Rio Tinto, which cut ties with Russia last month amid its invasion of Ukraine, expects to dish out around $8bn on its operations this year, according to its first quarter results today.
Meanwhile, the multinational firm has spent $168m on exploration and evaluation in the first three months of the year, some $10m higher than a year prior.
It has also kicked off mining in its Mongolian Oyu Tolgoi mine during the first quarter, which it bought in mid-March for $2.7bn.
Rio Tinto pushes through ‘challenging’ first quarter
Chief executive Jakob Stausholm, who stepped into the position at the beginning of last year as part of a leadership overhaul at the group, said: “Production in the first quarter was challenging as expected, re-emphasising a need to lift our operational performance.
“We released an independent report on our workplace culture and are implementing all 26 recommendations to make positive and lasting changes.”
The review, which was published earlier this year, revealed 21 reports of actual or attempted rape in the past five years alongside widespread bullying and discrimination.
It was commissioned after Rio Tinto destroyed a sacred Aboriginal cave system, which sat on top of around £75m worth of high-grade iron ore.
The cave system, in the Juukan Gorge near Pilbara, had shown signs of continues human occupation for more than 46,000 years, before it was blown up.a
The miner green lit a new chair in December, Dominic Barton, who joined this month, and is the latest member of the C-suite to join the miner after the Juukan Gorge controversy, following the exit of former CEO Jean-Sébastien Jacques and several other executives.

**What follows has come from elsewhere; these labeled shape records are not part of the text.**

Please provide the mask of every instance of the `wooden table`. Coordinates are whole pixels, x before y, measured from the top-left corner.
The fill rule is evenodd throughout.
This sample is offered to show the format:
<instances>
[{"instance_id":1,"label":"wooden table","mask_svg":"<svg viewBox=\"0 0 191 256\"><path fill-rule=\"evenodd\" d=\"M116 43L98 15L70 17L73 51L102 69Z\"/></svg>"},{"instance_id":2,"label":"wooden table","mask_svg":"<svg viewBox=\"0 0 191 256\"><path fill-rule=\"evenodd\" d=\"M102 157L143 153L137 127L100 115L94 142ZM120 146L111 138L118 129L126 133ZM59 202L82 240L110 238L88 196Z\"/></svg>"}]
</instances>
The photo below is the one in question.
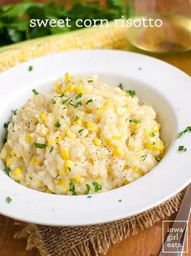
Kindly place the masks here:
<instances>
[{"instance_id":1,"label":"wooden table","mask_svg":"<svg viewBox=\"0 0 191 256\"><path fill-rule=\"evenodd\" d=\"M186 0L187 1L187 0ZM10 2L14 2L13 0ZM15 2L18 2L15 0ZM7 2L1 0L1 3ZM185 2L184 2L185 3ZM183 5L184 6L184 5ZM127 45L127 49L138 50ZM191 75L191 54L181 53L163 55L159 58ZM167 220L174 220L175 215ZM14 220L0 215L0 256L39 256L37 250L25 251L26 241L13 238L17 228L14 226ZM191 220L189 224L189 235L191 235ZM158 255L162 246L162 221L156 223L153 227L139 232L136 236L112 245L107 256L151 256ZM191 240L189 241L189 252L191 254ZM189 255L189 254L185 254Z\"/></svg>"}]
</instances>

Jamie Maddock, equity research analyst at Quilter Cheviot, suggested the update reflected the challenging market conditions.
He said: “Rio Tinto produced somewhat of a soggy market update that is largely indicative of broader iron ore supply issues globally that could struggle to meet recovering China demand. Those supply issues, coupled with the government’s efforts to stimulate the economy, will also likely result in higher prices despite iron ore prices having already risen 30 per cent in 2022.”
Earlier this year, Rio Tinto unveiled a £12.4bn dividend for its shareholders, the second largest in the history of the London Stock Exchange.